なんか、やだ。変なことされそうだし。いや別に今は恋人なんだから変なことされてもいいのかもだけど。
「や、やっぱ歩いて帰る!」
「だから駄目だって言ってるじゃん。誕生日プレゼントが持ち主から離れちゃ駄目でしょ」
「プレゼントである前に人間なんですけど! かーえーらーせーてー!」
「もう、うるさいな。夜遅くにそんな騒いだら近所迷惑でしょ」
文句を言う私の唇を、彼女の唇が塞ぐ。
キスには慣れているけれど、いきなりのことだったから少し驚く。彼女の顔が離れていった後も、私は言葉を失ったままだった。
「ほら、私の家に帰るよ。……誕生日プレゼントになってくれるの、今日まででいいから」
「……む。今日までなら、なってあげてもいいけど」
「決まりね。行こ」
「……うん」
本当に強引だ。
嫌だと言えば嘘になるけれど、色んな意味でドキドキして仕方がないからちょっとやめてほしいとも思う。

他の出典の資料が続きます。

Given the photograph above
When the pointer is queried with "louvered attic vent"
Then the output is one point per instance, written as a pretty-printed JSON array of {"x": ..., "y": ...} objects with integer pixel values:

だけど手を優しく握られるともう抵抗する気も起きなくて、今日も一緒にいられるならそれでいいかという心地になる。
瑠璃になら、私を好きにしてもらってもいい。
今になって私は、そう思った。
結局その後私たちは二人で瑠璃の家に戻り、シャワーを浴びてから一緒に眠った。
てっきり前に彼女の家に行った時みたいに変なことをされるものだと思っていたけれど、意外にも何もされなかった。
でも彼女に抱きしめられて一晩を過ごしたせいで、いまいち安眠することができないまま朝を迎えることになった。
別に変なことをしてほしかったわけではないけれど。
されなかったらされなかったで拍子抜けなわけで。
本物の恋人なんだからしてきてもいいよ、なんて思うだけ思ってはみたものの、流石に言葉にするのは恥ずかしかった。
でも、朝起きた後も彼女と一緒に一日を過ごすことができたから、私は満足だった。
特別なことをしなくたって、二人でいられれば幸せだ。
……物足りないなんて、決して思ってはいない。
私はそんなに、むっつりじゃないし。